The clinical success of cancer immunotherapies targeting PD-1 and CTLA-4 has ignited a substantial research effort to improve our understanding of tumor immunity. Recent studies have revealed that the immune contexture of a tumor influences therapeutic response and survival benefit for cancer patients. Identifying treatment modalities that limit immunosuppression, relieve T cell exhaustion, and potentiate effector functions in the tumor microenvironment (TME) is of much interest. In particular, combinatorial therapeutic approaches that re-educate the TME by limiting the accumulation of immunosuppressive immune cells, such as Foxp3 regulatory T cells (Tregs) and tumor-associated macrophages (TAMs), while promoting CD8⁺ and CD4⁺ effector T cell activity is critical. Here, we review key approaches to target these immunosuppressive immune cell subsets and signaling molecules and define the impact of these changes to the tumor milieu. We will highlight the preclinical and clinical evidence for their ability to improve anti-tumor immune responses as well as strategies and challenges for their implementation. Together, this review will provide understanding of therapeutic approaches to efficiently shape the TME and reinvigorate the immune response against cancer.

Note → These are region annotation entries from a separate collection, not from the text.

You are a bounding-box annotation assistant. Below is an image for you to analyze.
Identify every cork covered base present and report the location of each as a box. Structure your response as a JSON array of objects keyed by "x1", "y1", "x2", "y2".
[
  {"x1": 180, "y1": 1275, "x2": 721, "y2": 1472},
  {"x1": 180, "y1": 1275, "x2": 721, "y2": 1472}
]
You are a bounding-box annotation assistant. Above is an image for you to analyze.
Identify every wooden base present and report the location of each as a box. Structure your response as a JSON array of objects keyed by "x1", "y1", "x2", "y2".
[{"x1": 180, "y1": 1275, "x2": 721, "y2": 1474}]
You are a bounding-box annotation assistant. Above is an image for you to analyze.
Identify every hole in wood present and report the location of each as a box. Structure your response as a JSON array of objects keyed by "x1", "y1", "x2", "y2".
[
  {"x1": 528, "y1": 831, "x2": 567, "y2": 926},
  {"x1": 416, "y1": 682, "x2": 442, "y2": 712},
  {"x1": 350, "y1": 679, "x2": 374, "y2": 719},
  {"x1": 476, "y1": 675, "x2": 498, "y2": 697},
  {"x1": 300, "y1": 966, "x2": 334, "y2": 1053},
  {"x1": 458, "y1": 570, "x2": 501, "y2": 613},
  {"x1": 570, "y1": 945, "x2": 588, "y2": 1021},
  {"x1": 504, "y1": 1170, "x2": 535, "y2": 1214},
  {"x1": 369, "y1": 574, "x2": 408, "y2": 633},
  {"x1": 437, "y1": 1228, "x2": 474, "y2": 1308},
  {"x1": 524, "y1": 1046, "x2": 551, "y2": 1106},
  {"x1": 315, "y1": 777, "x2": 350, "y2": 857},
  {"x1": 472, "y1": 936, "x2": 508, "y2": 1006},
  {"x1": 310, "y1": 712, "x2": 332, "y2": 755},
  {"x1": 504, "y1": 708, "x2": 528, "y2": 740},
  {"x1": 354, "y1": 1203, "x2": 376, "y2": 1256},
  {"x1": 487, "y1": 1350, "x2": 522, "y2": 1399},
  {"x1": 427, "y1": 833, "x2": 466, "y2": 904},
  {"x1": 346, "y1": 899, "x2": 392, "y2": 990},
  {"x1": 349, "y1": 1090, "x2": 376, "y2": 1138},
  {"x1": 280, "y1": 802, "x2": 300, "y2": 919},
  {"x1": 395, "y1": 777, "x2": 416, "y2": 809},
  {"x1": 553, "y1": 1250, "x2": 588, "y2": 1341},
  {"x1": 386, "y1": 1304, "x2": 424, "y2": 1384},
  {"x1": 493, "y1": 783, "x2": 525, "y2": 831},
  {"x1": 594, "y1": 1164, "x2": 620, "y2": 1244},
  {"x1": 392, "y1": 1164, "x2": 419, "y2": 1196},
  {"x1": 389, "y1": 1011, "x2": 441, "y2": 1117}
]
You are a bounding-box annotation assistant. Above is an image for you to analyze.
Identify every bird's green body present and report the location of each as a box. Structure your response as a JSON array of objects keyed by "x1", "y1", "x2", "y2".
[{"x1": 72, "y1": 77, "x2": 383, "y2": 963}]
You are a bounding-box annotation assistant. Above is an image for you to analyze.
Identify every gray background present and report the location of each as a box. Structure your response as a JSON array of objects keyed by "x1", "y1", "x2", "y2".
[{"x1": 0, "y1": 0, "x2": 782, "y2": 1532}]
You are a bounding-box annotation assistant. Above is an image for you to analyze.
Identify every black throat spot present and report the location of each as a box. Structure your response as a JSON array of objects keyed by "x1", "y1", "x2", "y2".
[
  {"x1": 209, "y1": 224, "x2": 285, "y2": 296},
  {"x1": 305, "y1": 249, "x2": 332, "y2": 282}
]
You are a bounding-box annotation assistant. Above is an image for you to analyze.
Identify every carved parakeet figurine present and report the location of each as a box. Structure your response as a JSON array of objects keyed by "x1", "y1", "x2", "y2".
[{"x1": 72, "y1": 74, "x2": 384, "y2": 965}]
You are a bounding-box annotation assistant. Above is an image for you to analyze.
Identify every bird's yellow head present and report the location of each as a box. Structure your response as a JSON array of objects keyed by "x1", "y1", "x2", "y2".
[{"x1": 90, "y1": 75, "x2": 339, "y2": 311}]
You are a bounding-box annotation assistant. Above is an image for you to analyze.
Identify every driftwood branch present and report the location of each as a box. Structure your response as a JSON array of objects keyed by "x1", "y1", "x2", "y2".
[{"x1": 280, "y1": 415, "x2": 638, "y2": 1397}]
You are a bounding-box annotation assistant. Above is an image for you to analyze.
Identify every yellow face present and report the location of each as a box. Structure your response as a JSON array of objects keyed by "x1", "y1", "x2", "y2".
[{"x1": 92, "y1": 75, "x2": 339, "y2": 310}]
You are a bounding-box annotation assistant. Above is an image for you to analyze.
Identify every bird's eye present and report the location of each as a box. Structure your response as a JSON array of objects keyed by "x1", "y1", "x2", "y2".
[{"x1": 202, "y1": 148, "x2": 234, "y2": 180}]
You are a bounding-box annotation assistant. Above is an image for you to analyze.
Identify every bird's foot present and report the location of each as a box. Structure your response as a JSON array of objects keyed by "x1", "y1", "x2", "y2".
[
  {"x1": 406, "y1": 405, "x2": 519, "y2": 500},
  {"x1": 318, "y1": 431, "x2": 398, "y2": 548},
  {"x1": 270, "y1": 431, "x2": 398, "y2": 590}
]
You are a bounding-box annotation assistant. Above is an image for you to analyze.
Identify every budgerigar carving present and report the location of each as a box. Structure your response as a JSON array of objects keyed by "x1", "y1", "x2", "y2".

Keywords: adenosine; immune toxicity; mucosal-associated invariant T (MAIT) cells; natural killer T (NKT) cells; prostaglandin; regulatory T cells (Tregs); transforming growth factor (TGF)β; tumor-associated myeloid cells.

Figure 1

Immunosuppressive targets in the tumor microenvironment. Re-educating the tumor microenvironment to improve the response to cancer immunotherapies can be performed through targeting many cellular and immunosuppressive factors. These include (A) tumor-infiltrating myeloid cells such as tumor-associated macrophages and dendritic cells, (B) tumor-infiltrating Tregs, and (C) tumor-derived immunosuppressive factors. Therapeutically altering these immunomodulatory components may promote anti-tumor immunity either alone or synergize with FDA-approved immune checkpoint inhibition.

Figure 2

Growing challenges in the implementation of immunotherapeutic strategies. Decision-making for the most efficacious immunotherapeutic combination for cancer patients presents multiple layers of challenges. These include those surrounding the patient's tumor microenvironment, the potential risk for initiation of immunotoxicities, and the sequence for appropriate timing of therapeutic interventions. Surrounding each of these challenges are multidimensional considerations that relate to improving anti-tumor immunity and targets that influence the selection of immunomodulatory agents.